- Keywords: reward-free MDP, successor states, self-supervision
- TL;DR: We introduce a learnable "summary" of a reward-free MDP, from which near-optimal policies can be obtained for any reward function specified a posteriori, instantaneously without planning.
- Abstract: We introduce the forward-backward (FB) representation of the dynamics of a reward-free Markov decision process. It provides explicit near-optimal policies for any reward specified a posteriori. During an unsupervised phase, we use reward-free interactions with the environment to learn two representations via off-the-shelf deep learning methods and temporal difference (TD) learning. In the test phase, a reward representation is estimated either from observations or an explicit reward description (e.g., a target state). The optimal policy for that reward is directly obtained from these representations, with no planning. The unsupervised FB loss is well-principled: if training is perfect, the policies obtained are provably optimal for any reward function.
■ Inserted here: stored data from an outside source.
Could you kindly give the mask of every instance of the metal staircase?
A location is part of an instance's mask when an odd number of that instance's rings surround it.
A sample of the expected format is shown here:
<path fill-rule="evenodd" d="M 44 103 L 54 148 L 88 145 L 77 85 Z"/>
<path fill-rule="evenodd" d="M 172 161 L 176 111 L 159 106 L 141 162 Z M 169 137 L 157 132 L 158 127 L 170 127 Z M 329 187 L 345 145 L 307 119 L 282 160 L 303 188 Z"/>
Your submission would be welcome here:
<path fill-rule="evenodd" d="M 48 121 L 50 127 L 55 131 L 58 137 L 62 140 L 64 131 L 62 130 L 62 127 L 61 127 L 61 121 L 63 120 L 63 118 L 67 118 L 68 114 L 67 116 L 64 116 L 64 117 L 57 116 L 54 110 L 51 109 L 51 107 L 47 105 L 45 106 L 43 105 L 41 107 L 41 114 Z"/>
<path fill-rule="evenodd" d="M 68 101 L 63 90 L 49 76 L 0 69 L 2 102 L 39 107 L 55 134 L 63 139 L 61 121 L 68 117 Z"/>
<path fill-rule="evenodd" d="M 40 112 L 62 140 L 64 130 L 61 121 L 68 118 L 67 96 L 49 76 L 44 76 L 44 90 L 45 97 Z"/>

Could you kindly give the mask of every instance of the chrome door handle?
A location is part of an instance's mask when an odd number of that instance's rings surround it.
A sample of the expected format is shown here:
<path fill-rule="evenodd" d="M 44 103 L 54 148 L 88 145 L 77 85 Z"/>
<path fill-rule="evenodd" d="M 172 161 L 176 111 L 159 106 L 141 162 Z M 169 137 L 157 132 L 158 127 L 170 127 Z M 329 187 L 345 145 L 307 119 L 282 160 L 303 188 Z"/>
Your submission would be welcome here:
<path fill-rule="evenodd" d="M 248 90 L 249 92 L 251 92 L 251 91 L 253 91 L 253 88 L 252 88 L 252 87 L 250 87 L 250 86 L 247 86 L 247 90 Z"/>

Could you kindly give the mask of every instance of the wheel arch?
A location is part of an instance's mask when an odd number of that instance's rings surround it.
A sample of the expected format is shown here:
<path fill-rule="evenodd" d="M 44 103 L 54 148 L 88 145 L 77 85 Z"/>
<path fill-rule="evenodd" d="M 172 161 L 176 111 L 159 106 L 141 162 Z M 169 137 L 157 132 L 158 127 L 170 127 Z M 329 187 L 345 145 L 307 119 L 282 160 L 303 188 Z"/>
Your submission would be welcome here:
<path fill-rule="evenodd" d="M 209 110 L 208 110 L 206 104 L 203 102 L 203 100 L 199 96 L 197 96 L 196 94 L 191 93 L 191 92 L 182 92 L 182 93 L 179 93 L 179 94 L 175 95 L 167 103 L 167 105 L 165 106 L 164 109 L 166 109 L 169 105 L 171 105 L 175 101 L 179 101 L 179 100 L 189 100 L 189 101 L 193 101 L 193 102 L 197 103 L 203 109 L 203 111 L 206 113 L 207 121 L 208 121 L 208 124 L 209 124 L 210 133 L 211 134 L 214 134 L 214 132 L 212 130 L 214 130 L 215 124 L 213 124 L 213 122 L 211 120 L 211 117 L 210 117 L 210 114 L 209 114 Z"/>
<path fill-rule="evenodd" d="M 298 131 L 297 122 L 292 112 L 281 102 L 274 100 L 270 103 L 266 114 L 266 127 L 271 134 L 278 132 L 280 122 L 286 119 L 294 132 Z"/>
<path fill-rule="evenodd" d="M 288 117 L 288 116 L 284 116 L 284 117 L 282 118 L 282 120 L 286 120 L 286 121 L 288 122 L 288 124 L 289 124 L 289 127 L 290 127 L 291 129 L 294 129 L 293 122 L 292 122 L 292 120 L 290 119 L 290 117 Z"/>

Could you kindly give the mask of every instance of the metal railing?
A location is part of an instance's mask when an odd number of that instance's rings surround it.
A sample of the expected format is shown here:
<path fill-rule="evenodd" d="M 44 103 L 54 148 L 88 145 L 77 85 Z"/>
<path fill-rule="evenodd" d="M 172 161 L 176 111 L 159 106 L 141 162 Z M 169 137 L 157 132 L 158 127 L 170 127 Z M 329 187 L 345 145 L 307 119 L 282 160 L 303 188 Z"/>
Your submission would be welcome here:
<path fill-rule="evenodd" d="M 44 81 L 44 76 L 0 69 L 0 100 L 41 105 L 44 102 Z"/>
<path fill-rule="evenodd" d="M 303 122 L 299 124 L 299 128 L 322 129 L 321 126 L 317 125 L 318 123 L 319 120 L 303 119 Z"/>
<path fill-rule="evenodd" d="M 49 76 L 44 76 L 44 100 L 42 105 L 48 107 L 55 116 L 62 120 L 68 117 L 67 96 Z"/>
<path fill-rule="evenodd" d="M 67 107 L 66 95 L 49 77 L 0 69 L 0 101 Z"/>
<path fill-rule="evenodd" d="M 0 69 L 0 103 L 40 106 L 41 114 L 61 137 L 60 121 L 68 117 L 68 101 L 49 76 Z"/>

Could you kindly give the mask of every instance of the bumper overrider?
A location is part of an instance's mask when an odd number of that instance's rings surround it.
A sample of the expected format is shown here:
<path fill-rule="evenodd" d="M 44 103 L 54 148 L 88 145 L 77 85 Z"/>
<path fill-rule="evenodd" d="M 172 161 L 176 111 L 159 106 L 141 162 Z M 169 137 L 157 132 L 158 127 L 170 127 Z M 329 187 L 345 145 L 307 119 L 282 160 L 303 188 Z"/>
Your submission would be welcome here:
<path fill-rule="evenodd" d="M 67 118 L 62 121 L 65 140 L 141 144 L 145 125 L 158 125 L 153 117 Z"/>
With imperfect training, the sub-optimality is proportional to the unsupervised approximation error. The FB representation learns long-range relationships between states and actions, via a predictive occupancy map, without having to synthesize states as in model-based approaches. This is a step towards learning controllable agents in arbitrary black-box stochastic environments. This approach compares well to goal-oriented RL algorithms on discrete and continuous mazes, pixel-based Ms. Pacman, and the FetchReach virtual robot arm. We also illustrate how the agent can immediately adapt to new tasks beyond goal-oriented RL.